Other Subject Questions & Answers

  Compare and contrast marx and durkheim

Compare and contrast Marx and Durkheim's theories of social change. How are they related?

  Explain what personal factors you might possess

Write a brief description of the three personal factors you think are the most important in contributing to the development of vicarious trauma and explain why.

  How can the strategies affect employee morale

Briefly describe two collective bargaining strategies companies use when dealing with unions. How can these strategies affect employee morale?

  Prepare your own state homeland security strategic plan

Does the SHSSP effectively incorporate the national priorities?
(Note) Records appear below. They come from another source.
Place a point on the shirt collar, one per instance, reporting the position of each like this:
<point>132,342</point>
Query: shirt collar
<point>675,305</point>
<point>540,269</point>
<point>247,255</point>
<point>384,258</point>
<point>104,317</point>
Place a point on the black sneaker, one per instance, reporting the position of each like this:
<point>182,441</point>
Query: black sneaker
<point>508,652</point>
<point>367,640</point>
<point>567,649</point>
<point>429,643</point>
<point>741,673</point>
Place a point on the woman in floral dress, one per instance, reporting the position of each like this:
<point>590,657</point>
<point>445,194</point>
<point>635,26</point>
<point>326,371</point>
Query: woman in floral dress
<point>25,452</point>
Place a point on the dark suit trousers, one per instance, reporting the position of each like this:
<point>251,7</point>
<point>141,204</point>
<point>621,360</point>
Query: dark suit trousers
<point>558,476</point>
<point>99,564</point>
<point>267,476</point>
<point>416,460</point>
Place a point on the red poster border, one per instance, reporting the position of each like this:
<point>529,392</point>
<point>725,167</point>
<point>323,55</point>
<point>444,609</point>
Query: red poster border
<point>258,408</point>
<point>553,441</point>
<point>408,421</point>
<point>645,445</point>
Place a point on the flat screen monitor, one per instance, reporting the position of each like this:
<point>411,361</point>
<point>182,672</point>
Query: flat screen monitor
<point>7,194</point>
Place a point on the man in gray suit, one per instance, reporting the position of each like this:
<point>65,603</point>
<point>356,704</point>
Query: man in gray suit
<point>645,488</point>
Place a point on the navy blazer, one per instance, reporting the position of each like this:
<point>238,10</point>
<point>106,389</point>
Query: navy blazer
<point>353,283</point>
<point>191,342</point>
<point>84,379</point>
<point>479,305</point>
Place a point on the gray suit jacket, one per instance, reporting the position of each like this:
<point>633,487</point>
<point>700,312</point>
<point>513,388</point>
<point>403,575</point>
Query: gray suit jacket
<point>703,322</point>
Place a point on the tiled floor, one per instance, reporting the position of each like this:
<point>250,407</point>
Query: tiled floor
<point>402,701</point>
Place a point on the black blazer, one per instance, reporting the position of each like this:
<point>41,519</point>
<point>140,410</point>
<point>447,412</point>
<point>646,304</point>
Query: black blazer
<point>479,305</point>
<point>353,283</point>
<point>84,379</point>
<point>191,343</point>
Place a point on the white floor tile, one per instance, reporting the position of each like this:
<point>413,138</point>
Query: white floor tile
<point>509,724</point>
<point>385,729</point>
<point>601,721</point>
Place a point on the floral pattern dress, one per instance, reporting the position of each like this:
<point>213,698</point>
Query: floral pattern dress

More specifically, do the SHSSP's goals and objectives align with the National Priorities?

  Educating employees is a primary goal of a manager

Educating employees is a primary goal of a manager, so they are informed and are aware of what to expect when the changes happen.

  Compare four strategies for merging organizational cultures

Compare and contrast four strategies for merging organizational cultures. Your response should be at least 200 words in length.

  Treating juveniles like adults when they commit adult crimes

There is a lot of discussion about treating juveniles like adults when they commit adult crimes. Many states have passed laws that allow states to do this if the youth is 16 years or older...are such waivers an indication that we are returning to an ..

  Remodel space including replacement of all doors with new

You are awarded a contract to remodel a space including the replacement of all the doors with new. The existing doors are all painted wood doors.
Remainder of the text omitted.